December 10, 2012

Cold-shooting Eagles fall to Seattle

By The Spokesman-Review
 
Jesse Tinsley photo

Eastern coach Jim Hayford counsels young forward Venky Jois in the Eagles’ 75-69 loss to Seattle on Reese Court Monday.
(Full-size photo)

Eastern Washington’s first home stand of the basketball season ended just as it started: with a young team still aiming to improve.

And if their aim had been a bit better, the Eagles might have come away winners Monday night instead of dropping a 75-69 nonconference decision to Seattle University at Reese Court.

As it was, the Eagles shot 37 percent from the field and hit just six of 27 shots from three-point range in falling to 2-7.

“I don’t think any one of the 21 misses from three were bad shots,” said Hayford, whose club plays its final nonconference game on Monday at UC Davis. “We just have to make them.”

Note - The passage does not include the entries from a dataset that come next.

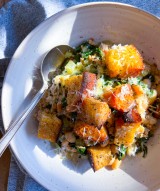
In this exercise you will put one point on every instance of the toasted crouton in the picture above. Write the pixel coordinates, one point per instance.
(88, 83)
(90, 133)
(126, 132)
(142, 102)
(49, 126)
(99, 157)
(120, 98)
(132, 116)
(73, 84)
(94, 112)
(124, 61)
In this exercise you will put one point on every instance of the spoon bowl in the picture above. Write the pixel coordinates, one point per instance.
(53, 59)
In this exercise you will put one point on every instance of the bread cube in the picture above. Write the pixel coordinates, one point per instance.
(132, 116)
(49, 126)
(142, 101)
(99, 157)
(126, 132)
(88, 84)
(124, 61)
(120, 98)
(73, 84)
(94, 112)
(90, 133)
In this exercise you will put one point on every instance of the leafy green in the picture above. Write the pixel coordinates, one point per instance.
(73, 116)
(64, 102)
(86, 49)
(141, 144)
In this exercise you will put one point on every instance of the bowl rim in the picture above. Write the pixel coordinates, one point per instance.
(56, 15)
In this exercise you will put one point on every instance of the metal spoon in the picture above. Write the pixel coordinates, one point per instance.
(52, 60)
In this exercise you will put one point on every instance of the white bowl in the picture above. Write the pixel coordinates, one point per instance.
(102, 21)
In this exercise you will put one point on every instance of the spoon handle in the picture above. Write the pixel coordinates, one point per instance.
(13, 127)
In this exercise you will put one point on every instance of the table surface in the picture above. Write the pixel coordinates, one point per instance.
(4, 168)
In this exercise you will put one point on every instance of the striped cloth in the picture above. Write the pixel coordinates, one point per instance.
(15, 24)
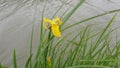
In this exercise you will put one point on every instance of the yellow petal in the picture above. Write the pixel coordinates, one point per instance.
(55, 30)
(45, 21)
(57, 20)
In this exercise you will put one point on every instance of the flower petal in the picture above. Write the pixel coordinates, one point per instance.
(56, 30)
(57, 20)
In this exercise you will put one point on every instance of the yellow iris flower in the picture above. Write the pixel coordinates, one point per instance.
(53, 25)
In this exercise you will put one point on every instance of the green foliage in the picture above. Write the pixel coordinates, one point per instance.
(84, 49)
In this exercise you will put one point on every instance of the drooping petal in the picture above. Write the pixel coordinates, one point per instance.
(58, 20)
(46, 21)
(55, 30)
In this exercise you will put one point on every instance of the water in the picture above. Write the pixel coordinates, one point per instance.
(15, 27)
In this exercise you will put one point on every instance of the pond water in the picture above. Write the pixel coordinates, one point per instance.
(16, 23)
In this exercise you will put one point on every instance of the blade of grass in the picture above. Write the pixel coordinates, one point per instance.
(14, 59)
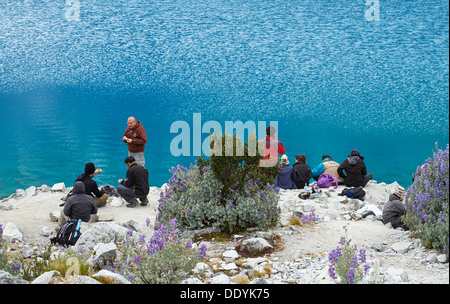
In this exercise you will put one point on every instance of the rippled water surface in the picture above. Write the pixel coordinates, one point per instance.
(332, 79)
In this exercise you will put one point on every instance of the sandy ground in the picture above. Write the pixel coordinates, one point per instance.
(30, 214)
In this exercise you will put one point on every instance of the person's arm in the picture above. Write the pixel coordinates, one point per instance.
(318, 170)
(141, 138)
(341, 170)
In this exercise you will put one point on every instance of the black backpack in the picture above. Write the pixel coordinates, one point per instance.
(68, 234)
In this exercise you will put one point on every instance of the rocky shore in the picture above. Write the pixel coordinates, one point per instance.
(285, 254)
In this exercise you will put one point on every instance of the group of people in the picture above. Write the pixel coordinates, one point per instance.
(86, 197)
(352, 172)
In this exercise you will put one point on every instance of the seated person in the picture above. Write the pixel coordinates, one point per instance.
(394, 209)
(329, 166)
(135, 186)
(355, 170)
(301, 172)
(91, 188)
(284, 180)
(78, 206)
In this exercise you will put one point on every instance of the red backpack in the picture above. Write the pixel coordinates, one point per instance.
(326, 180)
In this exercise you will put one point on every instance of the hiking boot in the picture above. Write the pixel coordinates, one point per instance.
(144, 201)
(133, 203)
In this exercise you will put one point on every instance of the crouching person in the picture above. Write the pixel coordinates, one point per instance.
(135, 186)
(394, 209)
(78, 206)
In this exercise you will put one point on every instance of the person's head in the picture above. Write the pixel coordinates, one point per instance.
(300, 157)
(132, 122)
(325, 156)
(89, 169)
(400, 193)
(129, 161)
(270, 131)
(284, 160)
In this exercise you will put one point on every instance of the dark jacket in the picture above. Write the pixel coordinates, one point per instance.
(90, 185)
(355, 170)
(139, 137)
(301, 174)
(137, 179)
(393, 209)
(284, 178)
(80, 205)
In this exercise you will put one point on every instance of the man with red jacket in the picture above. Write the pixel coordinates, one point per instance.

The Big Sky Conference season beckons Dec. 20 at home against traditional power Weber State; with that in mind, Hayford said the young Eagles are still learning what it takes to win.

On Monday, that included some tough lessons against the full-court press, which Seattle employed all night. Eastern handled it well for the most part, but Hayford said, “I thought our preparation was good for it (the game), but as we went through a couple sub-rotations a few guys made a few mental errors, and they made us pay for that.”

But the Redhawks didn’t cash in, shooting just 42 percent from the field and missing five of six free throws in the first half, which ended with Eastern trailing 33-30.

Unlike Eastern’s wild overtime loss to Idaho four days earlier, Monday’s game was almost devoid of big runs for either team. Seattle took its biggest lead of the game, 63-51, with just over nine minutes left, but the Eagles closed to 66-60 on Parker Kelly’s two free throws with 4:13 left.

The teams traded turnovers, setting Kelly up to cut the lead in half, but he misfired. Seattle’s Chad Rasmussen, who finished with a game-high 16 points, hit a three-pointer at the other end to boost the lead to nine.

“It was a very rough night, needless to say, but I’m still as confident as ever,” said Kelly, who finished with 14 points but was 1 for 8 from long range. “I put in the work, they’re going to fall.”

It didn’t help that Seattle shot 56 percent from the field in the second half and outrebounded the Eagles 43-37 while picking up 20 assists, mostly in transition off the press.

The Redhawks also outscored Eastern 38-28 in the paint while barely losing the turnover battle, 18-16.

Guard Justin Crosgile led the Eagles with 15 points, while Venky Jois added 14, plus a game-high 12 boards.

Against a Seattle starting lineup that included four upperclassmen, the Eagles’ lack of experience showed.

“We are playing a lot of underclassmen,” Hayford said. “They are playing a lot harder than they did in high school so they are growing.

“The difference between that and what you need to do to be successful to be on the other side of these wins has to happen to you a few times for you to realize you have to play harder than that.”

The Eagles are still without the services of senior forward Collin Chiverton, last year’s Big Sky Newcomer of the Year, who is on indefinite personal leave.